Austin Aries grew up as a “meat-eating, cheese-loving” Wisconsinite, but details extensively how his journey to a plant-based diet is inherently connected to his journey into professional wrestling.

In his debut book, Food Fight: My Plant-Powered Journey From The Bingo Halls To The Big Time, Aries takes readers from his childhood eating habits and love of wrestling to his decision to cut all meat from his diet.

While obviously intended to focus more on his path toward a plant-based diet, Aries does not neglect his target audience. From the beginning, Aries, with an assist from co-author Mike Tully, does a tremendous job of keeping wrestling fans interested — at least for the first half of the book — by seamlessly transitioning from talking about nutrition to his passion for wrestling on his dual journeys to the squared circle and a life free of meat.

He details his love for the business and gives due-credit to his trainers in Minnesota, Eddie Sharkey and Terry Fox. Discussing how he came into the business should keep most wrestling fans happy and reading, though the fact that his role in WWE (with the exception of some tryout matches early in his career) isn’t touched on could frustrate some. It’s just important to keep in mind that Aries’ intent wasn’t to delve into his wrestling career, but to show how his journey to a plant-based diet paralleled his journey in the wrestling industry.

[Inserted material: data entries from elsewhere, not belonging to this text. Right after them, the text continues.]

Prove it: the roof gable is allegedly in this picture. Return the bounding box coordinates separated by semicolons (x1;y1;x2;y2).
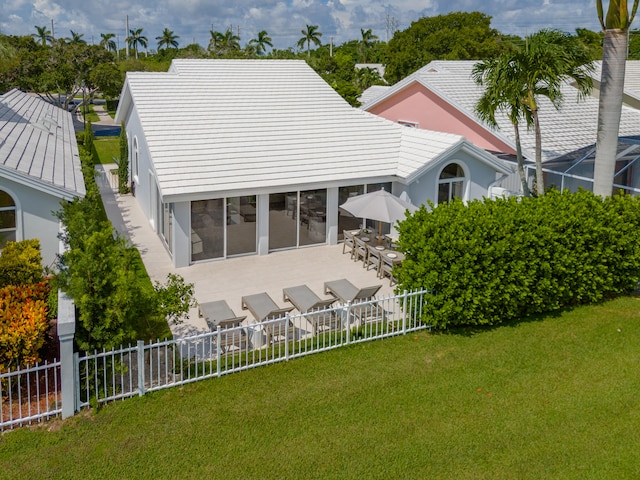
0;89;85;200
362;60;640;163
117;59;506;200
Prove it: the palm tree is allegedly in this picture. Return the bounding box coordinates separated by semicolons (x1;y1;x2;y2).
473;55;533;196
218;29;240;56
156;28;180;50
68;30;86;45
517;29;594;195
127;28;148;59
33;25;53;46
100;33;117;53
248;30;273;56
593;0;639;197
208;30;223;54
358;28;378;62
297;24;322;57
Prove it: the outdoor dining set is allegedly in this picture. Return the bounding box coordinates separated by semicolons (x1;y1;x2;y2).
342;230;404;286
197;278;388;352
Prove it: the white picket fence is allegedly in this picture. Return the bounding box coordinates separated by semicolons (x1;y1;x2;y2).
2;289;429;430
0;360;62;430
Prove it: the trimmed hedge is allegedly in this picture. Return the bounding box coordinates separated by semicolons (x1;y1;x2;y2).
396;190;640;329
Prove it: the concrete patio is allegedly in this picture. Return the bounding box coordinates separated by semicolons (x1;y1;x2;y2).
96;164;397;338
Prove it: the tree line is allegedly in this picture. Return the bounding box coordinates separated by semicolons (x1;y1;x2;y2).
4;11;638;109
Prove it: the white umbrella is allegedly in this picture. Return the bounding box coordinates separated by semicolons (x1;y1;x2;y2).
339;189;418;240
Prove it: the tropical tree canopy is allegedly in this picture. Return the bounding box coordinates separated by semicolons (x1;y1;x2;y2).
248;30;273;56
100;33;117;53
297;24;322;56
68;30;86;45
156;28;180;50
127;28;148;58
385;12;509;83
33;25;52;46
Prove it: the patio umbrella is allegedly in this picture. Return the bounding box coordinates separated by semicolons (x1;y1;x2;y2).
339;189;418;241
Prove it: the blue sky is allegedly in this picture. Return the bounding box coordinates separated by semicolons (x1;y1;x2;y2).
1;0;635;51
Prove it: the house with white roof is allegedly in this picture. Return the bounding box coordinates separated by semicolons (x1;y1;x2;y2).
0;89;85;268
360;60;640;194
115;59;511;268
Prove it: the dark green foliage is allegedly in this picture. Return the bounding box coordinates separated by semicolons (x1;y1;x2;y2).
56;141;191;350
385;12;513;84
0;239;43;288
118;123;129;194
396;190;640;329
153;273;197;325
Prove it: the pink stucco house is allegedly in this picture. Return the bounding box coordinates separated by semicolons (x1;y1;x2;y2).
361;61;640;195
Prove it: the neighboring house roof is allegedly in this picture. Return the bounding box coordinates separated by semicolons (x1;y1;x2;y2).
0;89;85;200
591;60;640;110
359;85;391;105
360;60;640;163
116;59;509;202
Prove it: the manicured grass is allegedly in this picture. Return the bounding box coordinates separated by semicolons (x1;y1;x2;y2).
81;104;100;123
93;136;120;165
2;296;640;478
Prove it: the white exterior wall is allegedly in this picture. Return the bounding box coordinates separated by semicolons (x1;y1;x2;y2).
406;152;497;207
0;177;63;269
125;107;156;230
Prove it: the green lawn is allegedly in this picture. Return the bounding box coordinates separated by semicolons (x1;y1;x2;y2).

Half-way through the book, Aries deliberately switches gears and talks exclusively about nutrition, and talk of wrestling is essentially non-existent. He prefaces that portion of the book as such, asking readers who only picked up the book because of his squared circle endeavors, to not stop reading.

Early on, Aries makes a point to say that he doesn’t intend to come across as being preachy. It’s clear throughout that he’s passionate about his lifestyle and nutrition choices, and, at times, there is a bit of “preachiness.” However, it’s always balanced with the caveat that he understands a fully plant-based diet is not the best path for everyone.

In taking readers on a journey through his early years (when he still ate meat), he shows that his choice was a long-time coming and based on a series of seemingly inconsequential events that, in hindsight, became pivotal moments.

The first “planted seed” occurs on a family farm when he has a literal meeting of the minds with a cow, then comes to the realization that the animal he locked eyes with on the farm ended up on the dinner table.

Aside from the obviously strong nutrition theme, Aries also makes it a point to discuss a crucial part of his past, when he was a drug runner. This also presents the opportunity for him to put his views on drug use out there for the public. While he never explicitly states that he still uses recreational drugs, such as marijuana, he makes it a point to defend it in the grand scheme of things.

“I think we’re going to look back at the steroid era of baseball one day and we’re going to realize how misguided we were, just like what’s happening with the old misconceptions about marijuana. It’s just another boogeyman that we’ve created. Anything can be bad for you if it’s abused,” Aries wrote.

He also blasts well-known chain restaurants such as McDonald’s and Subway. For McDonald’s, he talks about how the restaurant is so ingrained in American culture that it becomes a way for families to make traditions, which are then passed down through generations (among other grievances). He then takes Subway down by blasting its use of meat from multiple animals “pressed together in one ‘breast,'” among other not-so-clean-eating antics.

Regardless, even if you don’t agree with Aries’ lifestyle or nutrition choices, he makes valid points that, at a minimum, will open peoples’ eyes to a different way of thinking about food — with a bit of wrestling thrown in the mix.